La cuestión, pues, no consiste en plantearse si todos los amigos de Dios tienen que ser sacerdotes, sino en preguntarse: ¿Quiere que yo, que soy su amigo, sea sacerdote?

Pienso que tener esperanzas es algo necesario y bueno, aunque sería presuntuoso esperar que Dios nos concediera exactamente lo que nosotros queremos. Es bueno esperar que, tras esforzarte por cultivar la amistad de Dios, Él te dará a conocer lo que desea que hagas, te hará saber de alguna manera si quiere o no que seas sacerdote. Pero, cuidado: no se trata de tener una especie de revelación sobrenatural, un éxtasis o cosas así. No. Bastaría con que la idea de serlo se vaya perfilando en tu mente, quizá de manera vaga al principio y luego cada vez con más fuerza y claridad; tu amistad con Dios te llevará a querer servirle y ese deseo de hacer algo por Él irá tomando una forma concreta.

Tales inspiraciones surgen fácilmente allí donde existe una verdadera amistad. Pueden provenir de tu interior o ser provocadas por algún acontecimiento externo: la lectura de un libro, un suceso imprevisto, una homilía... incluso lo que te estoy diciendo ahora. Dios escoge los más variados instrumentos para transmitir sus mociones, hasta un asno, como hizo con el profeta Balaam.

Si tú estás dispuesto a ser sacerdote y crees que es ésa la voluntad de Dios, confía en Él plenamente. Lo serás, por muchas que puedan ser las dificultades. Que nada te arredre. Pídele que se haga su voluntad, sin olvidar nunca que, en último término, la decisión no es tuya, sino de Dios: «No me habéis elegido vosotros, sino que os elegí yo», dijo el Señor a los Apóstoles. Sigue, pues, estudiando serenamente, formándote y cumpliendo tu deber, porque el momento de la elección llegará.

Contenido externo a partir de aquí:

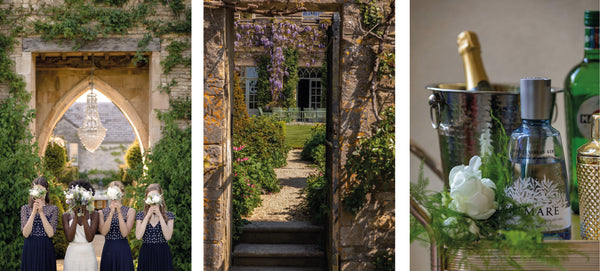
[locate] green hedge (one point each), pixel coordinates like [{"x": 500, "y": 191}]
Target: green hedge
[
  {"x": 264, "y": 137},
  {"x": 19, "y": 162},
  {"x": 314, "y": 146}
]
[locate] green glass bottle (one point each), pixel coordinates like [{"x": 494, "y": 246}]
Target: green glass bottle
[{"x": 582, "y": 98}]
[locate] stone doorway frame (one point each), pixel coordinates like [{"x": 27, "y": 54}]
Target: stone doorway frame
[
  {"x": 147, "y": 133},
  {"x": 218, "y": 92}
]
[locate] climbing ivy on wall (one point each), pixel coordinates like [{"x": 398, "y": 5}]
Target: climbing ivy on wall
[
  {"x": 275, "y": 37},
  {"x": 19, "y": 163},
  {"x": 78, "y": 21}
]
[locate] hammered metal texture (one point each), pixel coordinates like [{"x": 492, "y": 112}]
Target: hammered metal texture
[
  {"x": 588, "y": 178},
  {"x": 465, "y": 116}
]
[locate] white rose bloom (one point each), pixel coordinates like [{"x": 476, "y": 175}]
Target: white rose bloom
[
  {"x": 470, "y": 193},
  {"x": 452, "y": 232},
  {"x": 113, "y": 193}
]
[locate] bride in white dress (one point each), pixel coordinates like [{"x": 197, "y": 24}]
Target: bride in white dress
[{"x": 80, "y": 232}]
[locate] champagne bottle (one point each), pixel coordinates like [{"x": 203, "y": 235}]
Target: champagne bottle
[
  {"x": 538, "y": 162},
  {"x": 582, "y": 97},
  {"x": 470, "y": 50},
  {"x": 588, "y": 173}
]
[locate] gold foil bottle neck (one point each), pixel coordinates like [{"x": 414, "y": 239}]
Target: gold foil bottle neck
[
  {"x": 467, "y": 41},
  {"x": 591, "y": 150},
  {"x": 470, "y": 50}
]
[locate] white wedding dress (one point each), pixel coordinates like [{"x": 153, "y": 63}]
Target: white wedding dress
[{"x": 80, "y": 255}]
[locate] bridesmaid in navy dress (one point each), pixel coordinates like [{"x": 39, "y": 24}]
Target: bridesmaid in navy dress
[
  {"x": 155, "y": 227},
  {"x": 116, "y": 222},
  {"x": 38, "y": 223}
]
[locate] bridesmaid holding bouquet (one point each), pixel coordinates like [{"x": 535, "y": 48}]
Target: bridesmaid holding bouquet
[
  {"x": 155, "y": 227},
  {"x": 38, "y": 224},
  {"x": 80, "y": 227},
  {"x": 116, "y": 222}
]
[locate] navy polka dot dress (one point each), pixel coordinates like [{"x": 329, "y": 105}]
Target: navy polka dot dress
[
  {"x": 116, "y": 254},
  {"x": 38, "y": 251},
  {"x": 155, "y": 254}
]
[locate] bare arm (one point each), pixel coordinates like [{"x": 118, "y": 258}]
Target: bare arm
[
  {"x": 126, "y": 227},
  {"x": 48, "y": 227},
  {"x": 105, "y": 224},
  {"x": 69, "y": 230},
  {"x": 90, "y": 229},
  {"x": 167, "y": 227},
  {"x": 27, "y": 226},
  {"x": 140, "y": 227}
]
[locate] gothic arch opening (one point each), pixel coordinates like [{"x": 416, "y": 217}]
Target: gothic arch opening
[{"x": 67, "y": 100}]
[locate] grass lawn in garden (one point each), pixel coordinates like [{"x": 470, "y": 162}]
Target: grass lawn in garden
[{"x": 297, "y": 134}]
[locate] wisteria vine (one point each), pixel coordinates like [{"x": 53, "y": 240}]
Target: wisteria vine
[{"x": 275, "y": 36}]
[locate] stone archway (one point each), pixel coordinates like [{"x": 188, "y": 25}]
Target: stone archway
[{"x": 60, "y": 107}]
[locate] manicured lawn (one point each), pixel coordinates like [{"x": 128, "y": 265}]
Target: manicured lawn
[{"x": 297, "y": 134}]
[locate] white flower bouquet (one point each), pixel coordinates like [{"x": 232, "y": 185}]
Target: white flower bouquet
[
  {"x": 474, "y": 216},
  {"x": 114, "y": 193},
  {"x": 37, "y": 192},
  {"x": 78, "y": 196},
  {"x": 153, "y": 199}
]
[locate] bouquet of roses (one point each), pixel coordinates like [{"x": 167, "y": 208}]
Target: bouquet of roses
[
  {"x": 78, "y": 196},
  {"x": 37, "y": 192},
  {"x": 153, "y": 199},
  {"x": 114, "y": 193}
]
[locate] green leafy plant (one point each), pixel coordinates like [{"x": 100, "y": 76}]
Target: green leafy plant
[
  {"x": 316, "y": 198},
  {"x": 372, "y": 163},
  {"x": 19, "y": 162},
  {"x": 264, "y": 137},
  {"x": 290, "y": 81},
  {"x": 263, "y": 87},
  {"x": 495, "y": 237},
  {"x": 55, "y": 159},
  {"x": 175, "y": 49},
  {"x": 314, "y": 146},
  {"x": 384, "y": 260}
]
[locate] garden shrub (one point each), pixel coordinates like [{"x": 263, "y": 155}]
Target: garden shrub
[
  {"x": 316, "y": 198},
  {"x": 55, "y": 158},
  {"x": 264, "y": 137},
  {"x": 314, "y": 145},
  {"x": 133, "y": 158},
  {"x": 384, "y": 260},
  {"x": 372, "y": 162},
  {"x": 245, "y": 194}
]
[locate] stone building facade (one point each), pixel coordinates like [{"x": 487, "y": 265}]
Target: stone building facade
[
  {"x": 56, "y": 74},
  {"x": 352, "y": 240},
  {"x": 111, "y": 153}
]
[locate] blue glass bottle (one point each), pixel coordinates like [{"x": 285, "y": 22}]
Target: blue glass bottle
[{"x": 538, "y": 160}]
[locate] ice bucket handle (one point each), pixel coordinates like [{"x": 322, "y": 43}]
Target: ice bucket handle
[{"x": 434, "y": 105}]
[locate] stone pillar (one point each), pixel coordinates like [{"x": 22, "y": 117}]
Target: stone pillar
[
  {"x": 25, "y": 66},
  {"x": 217, "y": 138},
  {"x": 157, "y": 100}
]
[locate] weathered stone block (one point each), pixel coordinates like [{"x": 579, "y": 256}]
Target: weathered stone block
[{"x": 353, "y": 266}]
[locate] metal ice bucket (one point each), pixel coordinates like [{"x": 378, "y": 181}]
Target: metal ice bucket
[{"x": 464, "y": 123}]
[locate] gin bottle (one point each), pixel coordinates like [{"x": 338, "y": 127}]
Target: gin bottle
[
  {"x": 537, "y": 158},
  {"x": 582, "y": 97}
]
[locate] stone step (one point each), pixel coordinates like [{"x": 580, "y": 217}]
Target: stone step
[
  {"x": 274, "y": 268},
  {"x": 281, "y": 233},
  {"x": 278, "y": 255}
]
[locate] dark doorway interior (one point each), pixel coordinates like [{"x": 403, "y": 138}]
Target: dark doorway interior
[{"x": 304, "y": 93}]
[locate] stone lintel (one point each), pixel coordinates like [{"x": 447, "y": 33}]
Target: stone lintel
[{"x": 37, "y": 44}]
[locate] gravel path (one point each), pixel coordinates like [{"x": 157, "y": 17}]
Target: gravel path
[{"x": 285, "y": 205}]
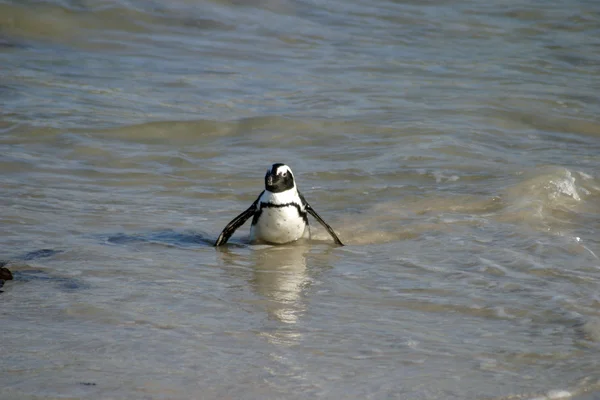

Digo esto, porque se da a veces la tentación, entre los jóvenes que aspiran al sacerdocio, de descuidar su formación escolar e incluso universitaria, pensando en que cuando sean sacerdotes no la necesitarán. Es un inmenso error. En primer lugar, porque si no llegan a ser sacerdotes, si se demuestra que no tienen vocación, quedarán en la vida en una situación de inferioridad. Y en segundo lugar, porque el sacerdote sí necesita formación, aunque luego no llegue a ejercer en la vida ninguna profesión civil. No desprecies, pues, una serie de asignaturas –matemáticas, física o lo que sea– con el pretexto de que no te van a servir para nada cuando seas sacerdote, ya que cualquier tipo de conocimiento puede serte muy útil, aunque no por eso vayas a ser un mejor sacerdote. Que Dios te bendiga y te haga ver claro cuál es tu auténtica vocación.

* En «Retiro para gente joven». Ed. Palabra, España – 3a edición - 1999, pp. 187-192.